I fear that Alucard may pity me.
I don't want pity . . . I despise it, from everyone . . .
But I could not handle it if Alucard changed and came to pity me. In these cold, long, murky moments of pain as my body shivers and shudders and tries not to die, I think of the blood flowing in his veins as compared to the slowly dying Hellsing blood in my own. He is a horrible monster, a murderous demon, yes, I know I should think all of that, because it is undeniably true . . . But he has offered me a taste of his blood, and immortality. A chance to stand tall again as a No Life King, to be a fine monstrosity of the dark and stand at his side in eternity . . .
That is his pity. That has always been his pity for me. He pities me . . . He pities my pathetic, slow human death; the death that he can smell hanging in the air around me like a cloud of thick black plague . . .
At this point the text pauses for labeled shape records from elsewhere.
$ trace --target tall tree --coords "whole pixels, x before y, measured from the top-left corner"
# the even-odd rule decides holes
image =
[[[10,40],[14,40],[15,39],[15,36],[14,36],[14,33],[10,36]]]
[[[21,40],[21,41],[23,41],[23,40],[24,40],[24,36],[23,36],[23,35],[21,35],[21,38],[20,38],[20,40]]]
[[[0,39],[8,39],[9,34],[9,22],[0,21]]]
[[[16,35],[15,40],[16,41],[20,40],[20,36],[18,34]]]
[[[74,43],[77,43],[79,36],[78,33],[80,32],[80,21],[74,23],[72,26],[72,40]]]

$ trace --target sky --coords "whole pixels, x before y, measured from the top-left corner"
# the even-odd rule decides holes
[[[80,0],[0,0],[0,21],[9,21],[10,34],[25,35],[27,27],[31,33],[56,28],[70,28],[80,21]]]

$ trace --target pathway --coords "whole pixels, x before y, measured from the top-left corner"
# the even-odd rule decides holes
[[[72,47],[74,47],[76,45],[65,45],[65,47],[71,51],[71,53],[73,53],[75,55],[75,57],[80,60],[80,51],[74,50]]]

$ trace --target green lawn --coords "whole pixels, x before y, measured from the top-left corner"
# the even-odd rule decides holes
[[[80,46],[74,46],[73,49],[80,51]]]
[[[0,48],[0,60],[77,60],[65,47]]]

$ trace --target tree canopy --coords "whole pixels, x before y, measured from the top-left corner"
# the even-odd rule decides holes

I cannot handle that. I can endure all of this festering agony inside my body, but the sympathy of a monster . . . The sympathy of Alucard . . .
It makes me feel weak, waifish, easily victimized. It makes me feel like I might really die this time. It makes me feel this indescribable agony inside . . . An agony I refuse to impart to anyone; a slow sad pain that fills every ounce of my being, something I have never and will never share with anyone . . .
But I call him to my deathbed and I tell him so.